(1.) THIS judgment of ours would dispose of Income-tax References Nos. 8 of 1996, 9 of 1996, 2 of 1997 and 7 of 1997, Counsel for the parties are agreed that the facts of the case be picked up from Income-tax Reference No. 8 of 1996 (CIT, N. E. Region, Shillong v. Smt. Pratima Saha). In the said Income-tax Reference No. 8 of 1996 the following questions have been referred :
(2.) HAVING reproduced the questions of law referred to us by the Tribunal, the facts of Income-tax Reference No. 8 of 1996 must now be adverted to. In the firm, Saha Clinic and Nursing Home, Dr. M. L. Saha and Sri Tarit Kanti Saha had 60 per cent. and 40 per cent. share of profit and loss, respectively. The aforesaid two partners are husband and son of the assessee who has been paid the salary by the firm for rendering service by her as nurse-cum-supervisor. Admittedly, the assessee did not furnish any certificate evidencing that she has undergone any training in any institution. However, she was having a degree of B.Sc. in Bio Science. She was admittedly receiving salary right from the assessment year 1983-84.
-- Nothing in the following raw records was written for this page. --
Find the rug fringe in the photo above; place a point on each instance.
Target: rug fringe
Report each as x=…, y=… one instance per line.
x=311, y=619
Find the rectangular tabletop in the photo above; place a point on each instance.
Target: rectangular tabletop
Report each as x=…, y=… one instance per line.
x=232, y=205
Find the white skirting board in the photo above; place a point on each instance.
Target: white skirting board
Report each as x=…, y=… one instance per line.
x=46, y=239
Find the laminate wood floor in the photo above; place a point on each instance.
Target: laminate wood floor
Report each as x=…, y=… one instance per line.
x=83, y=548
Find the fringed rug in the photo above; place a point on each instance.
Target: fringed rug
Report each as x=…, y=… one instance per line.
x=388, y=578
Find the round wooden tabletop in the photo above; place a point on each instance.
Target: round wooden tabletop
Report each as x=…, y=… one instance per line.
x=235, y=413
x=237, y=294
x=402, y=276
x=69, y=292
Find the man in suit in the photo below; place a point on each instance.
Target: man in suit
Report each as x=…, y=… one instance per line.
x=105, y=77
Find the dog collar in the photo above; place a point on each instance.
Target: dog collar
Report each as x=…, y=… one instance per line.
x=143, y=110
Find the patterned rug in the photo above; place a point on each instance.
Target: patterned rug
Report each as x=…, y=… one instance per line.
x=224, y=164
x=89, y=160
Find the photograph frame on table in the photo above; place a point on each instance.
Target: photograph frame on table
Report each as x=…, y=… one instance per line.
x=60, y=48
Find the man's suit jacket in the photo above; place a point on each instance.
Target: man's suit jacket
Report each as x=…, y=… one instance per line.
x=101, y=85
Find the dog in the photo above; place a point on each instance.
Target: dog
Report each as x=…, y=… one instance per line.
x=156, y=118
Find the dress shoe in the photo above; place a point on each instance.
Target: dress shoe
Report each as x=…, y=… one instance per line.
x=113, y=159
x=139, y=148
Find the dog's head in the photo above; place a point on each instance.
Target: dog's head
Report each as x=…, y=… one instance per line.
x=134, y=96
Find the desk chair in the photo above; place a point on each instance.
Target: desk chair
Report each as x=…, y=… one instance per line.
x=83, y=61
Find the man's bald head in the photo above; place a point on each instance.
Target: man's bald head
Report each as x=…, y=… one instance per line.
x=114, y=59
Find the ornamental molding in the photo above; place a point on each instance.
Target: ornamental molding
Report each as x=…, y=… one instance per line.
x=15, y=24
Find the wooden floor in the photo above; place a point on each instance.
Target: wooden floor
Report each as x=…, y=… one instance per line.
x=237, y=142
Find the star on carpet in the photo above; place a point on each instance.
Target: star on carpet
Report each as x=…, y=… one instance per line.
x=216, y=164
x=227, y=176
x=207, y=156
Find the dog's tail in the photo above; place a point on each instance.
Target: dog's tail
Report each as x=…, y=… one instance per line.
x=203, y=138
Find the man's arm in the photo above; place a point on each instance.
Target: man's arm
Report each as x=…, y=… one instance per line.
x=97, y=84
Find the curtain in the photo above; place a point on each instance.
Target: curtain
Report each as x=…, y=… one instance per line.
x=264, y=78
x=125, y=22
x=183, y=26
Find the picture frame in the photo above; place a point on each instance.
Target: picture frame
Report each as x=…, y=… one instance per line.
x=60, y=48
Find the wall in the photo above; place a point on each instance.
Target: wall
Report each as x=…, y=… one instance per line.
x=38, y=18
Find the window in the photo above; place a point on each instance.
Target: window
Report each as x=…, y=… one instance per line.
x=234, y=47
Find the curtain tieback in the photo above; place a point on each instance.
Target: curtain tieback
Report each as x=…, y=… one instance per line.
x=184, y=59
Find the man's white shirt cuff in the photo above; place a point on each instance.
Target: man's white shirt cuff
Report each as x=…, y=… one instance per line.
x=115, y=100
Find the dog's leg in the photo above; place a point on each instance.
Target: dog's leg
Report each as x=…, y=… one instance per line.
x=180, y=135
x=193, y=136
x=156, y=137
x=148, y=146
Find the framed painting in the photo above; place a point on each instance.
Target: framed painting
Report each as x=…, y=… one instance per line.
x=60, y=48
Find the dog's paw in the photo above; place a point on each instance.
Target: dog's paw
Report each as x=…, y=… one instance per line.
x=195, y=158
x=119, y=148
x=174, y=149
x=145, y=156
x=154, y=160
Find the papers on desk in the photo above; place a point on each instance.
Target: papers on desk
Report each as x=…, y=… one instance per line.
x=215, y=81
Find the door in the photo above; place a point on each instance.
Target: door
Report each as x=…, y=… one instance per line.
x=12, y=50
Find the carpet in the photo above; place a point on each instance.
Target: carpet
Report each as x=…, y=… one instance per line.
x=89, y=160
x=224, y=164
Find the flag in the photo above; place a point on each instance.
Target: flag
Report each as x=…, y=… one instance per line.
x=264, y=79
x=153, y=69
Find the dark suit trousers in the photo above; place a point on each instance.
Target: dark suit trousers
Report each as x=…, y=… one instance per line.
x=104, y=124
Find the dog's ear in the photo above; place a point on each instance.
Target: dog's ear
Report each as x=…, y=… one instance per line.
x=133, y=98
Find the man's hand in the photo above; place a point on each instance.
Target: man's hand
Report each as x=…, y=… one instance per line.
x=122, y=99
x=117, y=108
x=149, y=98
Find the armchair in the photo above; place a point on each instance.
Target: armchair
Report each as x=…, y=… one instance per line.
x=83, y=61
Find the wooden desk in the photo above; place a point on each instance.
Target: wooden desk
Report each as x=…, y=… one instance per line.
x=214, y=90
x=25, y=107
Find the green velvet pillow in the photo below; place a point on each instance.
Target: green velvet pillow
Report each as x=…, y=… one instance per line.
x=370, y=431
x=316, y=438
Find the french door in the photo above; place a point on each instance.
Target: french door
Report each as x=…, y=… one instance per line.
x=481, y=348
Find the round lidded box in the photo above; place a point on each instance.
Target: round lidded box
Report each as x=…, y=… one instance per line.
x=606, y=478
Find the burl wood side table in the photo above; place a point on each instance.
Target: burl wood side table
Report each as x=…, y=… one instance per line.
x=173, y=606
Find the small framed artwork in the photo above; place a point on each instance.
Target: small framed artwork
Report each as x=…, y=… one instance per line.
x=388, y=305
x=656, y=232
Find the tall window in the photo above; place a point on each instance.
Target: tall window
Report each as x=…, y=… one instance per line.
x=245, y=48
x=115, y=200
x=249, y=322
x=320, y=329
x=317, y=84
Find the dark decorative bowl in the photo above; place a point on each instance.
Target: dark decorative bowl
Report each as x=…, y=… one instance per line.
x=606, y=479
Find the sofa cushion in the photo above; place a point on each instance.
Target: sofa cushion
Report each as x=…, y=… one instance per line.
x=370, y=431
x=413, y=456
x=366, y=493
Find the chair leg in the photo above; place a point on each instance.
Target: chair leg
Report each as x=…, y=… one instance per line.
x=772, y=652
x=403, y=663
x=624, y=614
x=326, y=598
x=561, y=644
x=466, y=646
(3.) COUNSEL for the Revenue has strenuously argued that the salary and remuneration paid to the wife from the firm should be included in the income of the husband as he had substantial interest in the firm having 60 per cent. share and that the assessee does not possess technical or professional qualification and the income earned by her cannot be said to be solely attributable to the application of her technical or professional knowledge and experience. COUNSEL has further argued that the assessee in order to bring her case within the ambit of the proviso, must satisfy both the conditions, namely, possession of technical or professional qualifications and the income earned by her must be solely attributable to the application of her technical or professional knowledge or experience. According to counsel, if the assessee does not satisfy the first condition, i.e., possession of technical or professional qualifications, the proviso in that case would not apply and the reference to the second condition in such a situation would be unnecessary. COUNSEL has further argued that the taxing statute is to be interpreted strictly and that there was no scope for liberal or harmonious construction. The first part of the proviso, according to counsel for the Revenue, Cannot be diluted by reference to the expression "knowledge and experience" in the second part of the proviso. There cannot be any scope for mixing up two parts of the proviso, according to counsel.